Gradually, Zelda's obsessive excitement turned into hysteria and delusion. Ten years after they married, she checked into her first mental hospital. Thereafter, like Nicole, she spent most of her time in institutions, writing long letters alternately berating her husband and begging for his love.

It was a bitter story, and one without any clear, cleansing calamity. At various times Zelda's mental condition improved, and she tried earnestly to reintroduce herself into Scott and Scottie's lives. The results were usually dismal. One Christmas she smashed all the ornaments on the child's tree. At another point she confessed, "My child is gone from the present--out of my life. If I approach her and her hair smells bad and I get nauseated--I just have to go away from her. I know her hair doesn't smell bad, but it makes me sick anyway."

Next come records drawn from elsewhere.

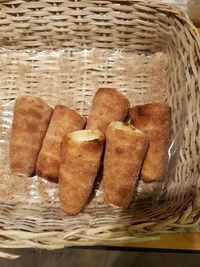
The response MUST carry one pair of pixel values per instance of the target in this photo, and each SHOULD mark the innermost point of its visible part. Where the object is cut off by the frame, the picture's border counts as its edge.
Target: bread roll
(155, 120)
(125, 150)
(108, 105)
(81, 154)
(30, 123)
(63, 121)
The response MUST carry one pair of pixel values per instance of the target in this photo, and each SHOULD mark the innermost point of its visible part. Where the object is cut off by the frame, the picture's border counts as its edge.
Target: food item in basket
(30, 123)
(155, 120)
(108, 105)
(80, 159)
(63, 121)
(125, 150)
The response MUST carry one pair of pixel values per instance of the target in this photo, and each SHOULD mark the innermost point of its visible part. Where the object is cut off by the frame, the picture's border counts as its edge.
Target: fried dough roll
(80, 158)
(108, 105)
(155, 120)
(30, 123)
(63, 121)
(125, 150)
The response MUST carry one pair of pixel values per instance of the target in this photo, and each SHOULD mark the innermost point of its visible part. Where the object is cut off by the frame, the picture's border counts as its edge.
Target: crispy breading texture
(30, 123)
(80, 158)
(155, 120)
(125, 150)
(63, 121)
(108, 105)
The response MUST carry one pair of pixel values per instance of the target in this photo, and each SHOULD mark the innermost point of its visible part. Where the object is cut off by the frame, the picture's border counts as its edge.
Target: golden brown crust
(63, 121)
(155, 120)
(108, 105)
(123, 159)
(30, 123)
(78, 169)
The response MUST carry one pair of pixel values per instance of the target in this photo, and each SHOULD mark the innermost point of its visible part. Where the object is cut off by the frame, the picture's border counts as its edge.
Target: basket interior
(63, 51)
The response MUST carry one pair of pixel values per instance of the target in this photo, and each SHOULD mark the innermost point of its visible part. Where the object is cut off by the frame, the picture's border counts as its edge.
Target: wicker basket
(68, 27)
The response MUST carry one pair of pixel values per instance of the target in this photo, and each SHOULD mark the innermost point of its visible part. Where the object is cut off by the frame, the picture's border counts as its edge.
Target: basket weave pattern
(33, 29)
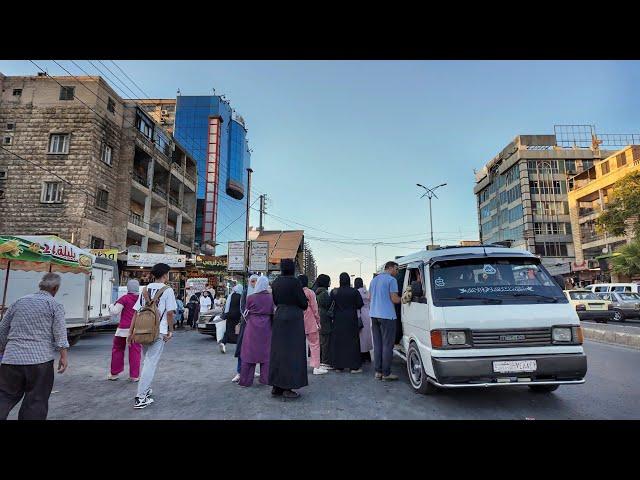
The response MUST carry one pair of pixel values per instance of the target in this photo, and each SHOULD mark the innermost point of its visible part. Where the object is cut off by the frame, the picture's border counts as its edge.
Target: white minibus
(486, 316)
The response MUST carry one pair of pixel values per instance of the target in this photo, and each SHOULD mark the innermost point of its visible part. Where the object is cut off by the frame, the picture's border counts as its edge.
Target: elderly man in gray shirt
(31, 332)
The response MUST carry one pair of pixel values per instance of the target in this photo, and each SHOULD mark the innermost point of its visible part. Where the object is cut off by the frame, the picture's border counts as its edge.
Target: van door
(415, 314)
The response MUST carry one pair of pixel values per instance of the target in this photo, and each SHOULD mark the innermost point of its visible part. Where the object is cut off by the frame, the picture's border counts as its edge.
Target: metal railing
(160, 191)
(140, 179)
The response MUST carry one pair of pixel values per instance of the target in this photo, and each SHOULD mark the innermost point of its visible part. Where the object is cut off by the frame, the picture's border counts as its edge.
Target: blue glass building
(194, 118)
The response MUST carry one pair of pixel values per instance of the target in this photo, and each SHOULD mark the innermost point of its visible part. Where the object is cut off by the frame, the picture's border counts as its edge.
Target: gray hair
(50, 282)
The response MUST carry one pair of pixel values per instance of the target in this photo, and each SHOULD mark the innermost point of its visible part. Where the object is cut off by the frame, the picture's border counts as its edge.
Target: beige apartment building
(79, 162)
(589, 193)
(521, 196)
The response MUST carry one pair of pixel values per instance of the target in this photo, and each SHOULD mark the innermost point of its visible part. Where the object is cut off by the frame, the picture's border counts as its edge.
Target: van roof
(452, 252)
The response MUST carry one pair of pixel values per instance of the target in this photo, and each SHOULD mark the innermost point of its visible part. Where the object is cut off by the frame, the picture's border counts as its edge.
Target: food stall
(87, 286)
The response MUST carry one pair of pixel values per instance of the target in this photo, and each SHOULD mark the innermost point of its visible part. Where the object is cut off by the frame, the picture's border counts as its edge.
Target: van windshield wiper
(536, 295)
(486, 300)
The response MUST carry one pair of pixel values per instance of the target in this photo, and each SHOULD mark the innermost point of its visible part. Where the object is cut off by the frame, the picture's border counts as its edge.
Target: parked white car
(486, 317)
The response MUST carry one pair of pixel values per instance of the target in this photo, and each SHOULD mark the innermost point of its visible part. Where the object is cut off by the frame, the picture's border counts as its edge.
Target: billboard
(235, 257)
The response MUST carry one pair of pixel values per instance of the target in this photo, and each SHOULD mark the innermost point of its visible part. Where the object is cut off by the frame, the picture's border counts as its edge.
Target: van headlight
(562, 335)
(455, 337)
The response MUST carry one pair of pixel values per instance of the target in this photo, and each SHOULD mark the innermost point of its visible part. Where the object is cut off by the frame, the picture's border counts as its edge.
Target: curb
(612, 337)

Zelda is full of such stark statements as it moves along, documenting her decay, including her howling profusion al jealousy of Scott and the one stilted novel that she wrote. Zelda said of herself that she had "a terrible inferiority complex that drives one to attempt anything ... A feelin.R of being thrown into complete pandemonium when you see someone who can do more." Unfortunately, Author Milford, an English instructor at Columbia, is satisfied to lay her evidence out chronologically with little comment or assessment. Until the day--long after Scott's death--when she was burned to death in a hospital fire, in 1948, Zelda was an impulsive, deadly mercurial woman who seldom could or did analyze her own actions. She would be better served by a biographer who attempted the exacting task of bringing order out of madness.